Muscle total creatine concentrations were lower in this group of older men than in young adults (32). These findings are consistent with those of Forsberg et al (33), who reported lower concentrations of total creatine in healthy men and women aged 6185 y than in younger adult men and women, even when total creatine concentrations were expressed relative to DNA. The lower total creatine concentration in aged muscle might be explained by lower creatine transport in the muscles of older people. Creatine is transported into muscle by an insulin- and sodium-dependent transporter (34). Lower insulin sensitivity, a structural impairment of creatine transporter sarcolemal incorporation, or both, is possible.

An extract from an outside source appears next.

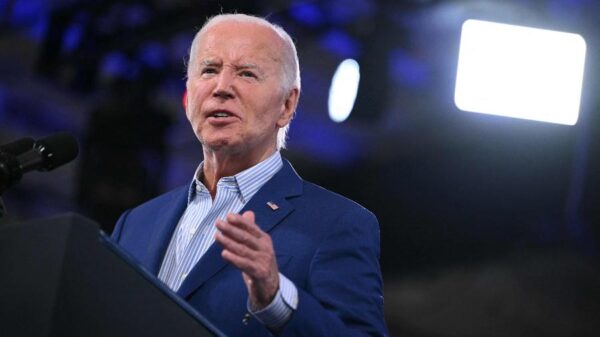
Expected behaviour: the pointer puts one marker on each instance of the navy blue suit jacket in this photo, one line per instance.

The group-specific changes in muscle phosphocreatine and total creatine concentrations (increases in the LOV-diet group and decreases in the mixed diet group; Table 4
) were largely contrary to a priori expectations. We hypothesized that the muscle total creatine concentration would decline in the LOV-diet group over time, which is consistent with cross-sectional data showing lower total muscle creatine concentrations in vegans (32). In contrast, we hypothesized that total muscle creatine concentration would be unchanged in the mixed-diet group over time, which is consistent with results from several RT studies in young adults (see reference 35 for review). Although untested in our study, the observed group-specific changes may in part relate to changes in the rate of creatine synthesis in the kidney related with the rate-limiting enzyme glycine amidinotransferase (EC 2.1.4.1), which is fully activated when a creatine-free vegetarian diet is consumed and is repressed when creatine from meat sources is consumed (16).
The aim of this study was to assess whether the exclusion of all sources of meat from the diet influenced the ability of older men to achieve gains in FFM and muscle hypertrophy with RT. The results support our hypothesis and show that older men who consumed an LOV diet during a 12-wk period of RT did not achieve gains in FFM and muscle hypertrophy similar to those of older men who consumed an unrestricted omnivorous diet. We conclude that moderate incorporation of meat into the diet, following dietary recommendations (36), contributes to RT-induced gains in FFM and muscle hypertrophy in older men. This research provides a foundation for studying the importance of, and relations between, diet and exercise in the treatment of sarcopenia.